Among Y Combinator startups we’ve benchmarked, adoption is slightly higher - about 30% have explicit AI crawler rules. But even in this technically sophisticated cohort, the majority run default platform configs. The sites that do include AI directives tend to score higher across all technical criteria, not because robots.txt directly improves other scores, but because attention to AI crawlers correlates with attention to crawlability in general.

How AI Engines Evaluate This

Each AI crawler checks robots.txt before crawling any page on your site. The behavior on finding (or not finding) specific rules varies by engine.

GPTBot (OpenAI) respects robots.txt strictly. If your robots.txt has no GPTBot-specific rule, GPTBot falls back to the general User-agent: * rules. If those rules allow access, GPTBot will crawl - but without an explicit Allow, OpenAI’s systems treat your content access permission as ambiguous. An explicit User-agent: GPTBot / Allow: / removes that ambiguity and signals that you welcome AI indexing.

ClaudeBot (Anthropic) checks for both anthropic-ai and ClaudeBot user-agent strings.
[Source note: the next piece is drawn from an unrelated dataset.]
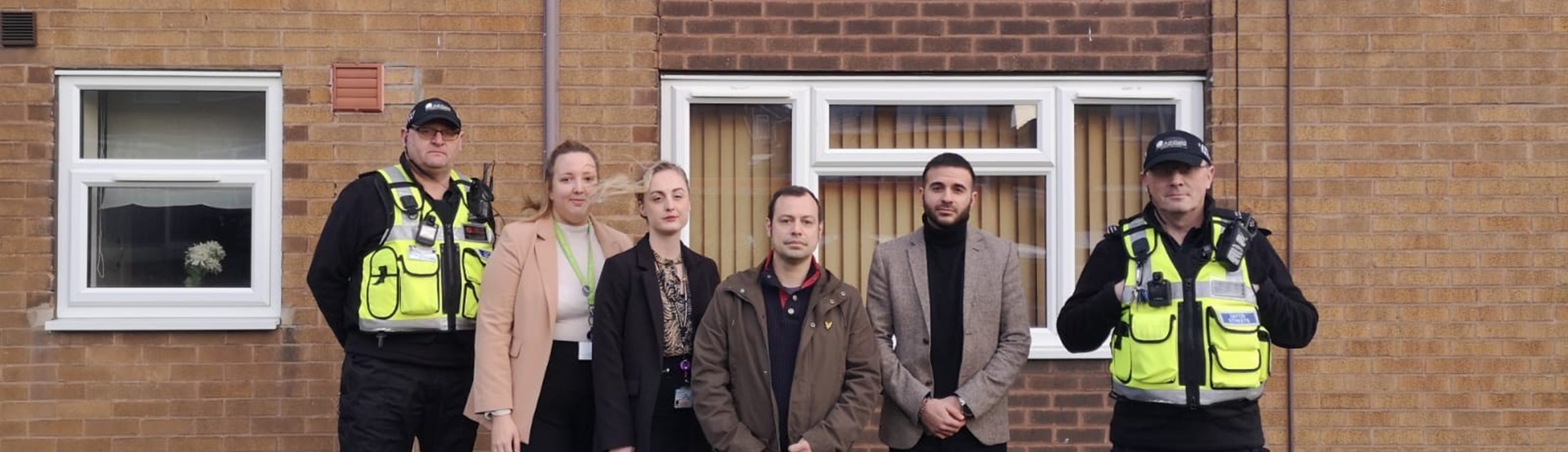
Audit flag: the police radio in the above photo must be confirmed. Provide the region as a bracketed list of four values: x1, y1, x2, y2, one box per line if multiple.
[467, 164, 496, 225]
[1214, 212, 1258, 271]
[1143, 271, 1171, 308]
Anthropic has been particularly careful about respecting opt-out signals. If your robots.txt blocks either user-agent string, Claude will not use your content for responses. The flip side: an explicit Allow for anthropic-ai is a positive signal that feeds into Anthropic’s source confidence scoring.

PerplexityBot checks robots.txt and also looks for a Crawl-delay directive. Perplexity’s crawler is high-frequency because it builds answers in real time, so the Crawl-delay value matters more here than for training-focused crawlers. Setting Crawl-delay: 2 prevents server overload while keeping the door open for citation.

Google-Extended is the user-agent for Google’s generative AI features (Gemini, AI Overviews). It’s separate from Googlebot (which handles traditional search). You can allow Googlebot for search indexing while blocking Google-Extended for AI training, or vice versa. Most sites benefit from allowing both, but the distinction gives you granular control if you want AI Overviews visibility without contributing to Gemini’s training data.

External Resources

Key takeaways

  • Add explicit Allow rules for every documented AI agent: OpenAI (GPTBot, OAI-SearchBot, ChatGPT-User), Anthropic (ClaudeBot, Claude-Web, anthropic-ai), Perplexity (PerplexityBot, Perplexity-User), Google (Google-Extended, Googlebot), Bing, Apple (Applebot, Applebot-Extended), Meta AI, and Common Crawl (CCBot).
  • Leave undocumented or controversial scrapers under the User-agent: * wildcard rather than naming them - listing a specific Disallow can backfire if the bot ignores it (Bytespider is the canonical example).
  • Always include a Sitemap reference in your robots.txt so crawlers can navigate your site efficiently.
  • Remember robots.txt is advisory, not enforced - it is a communication tool, not a security measure.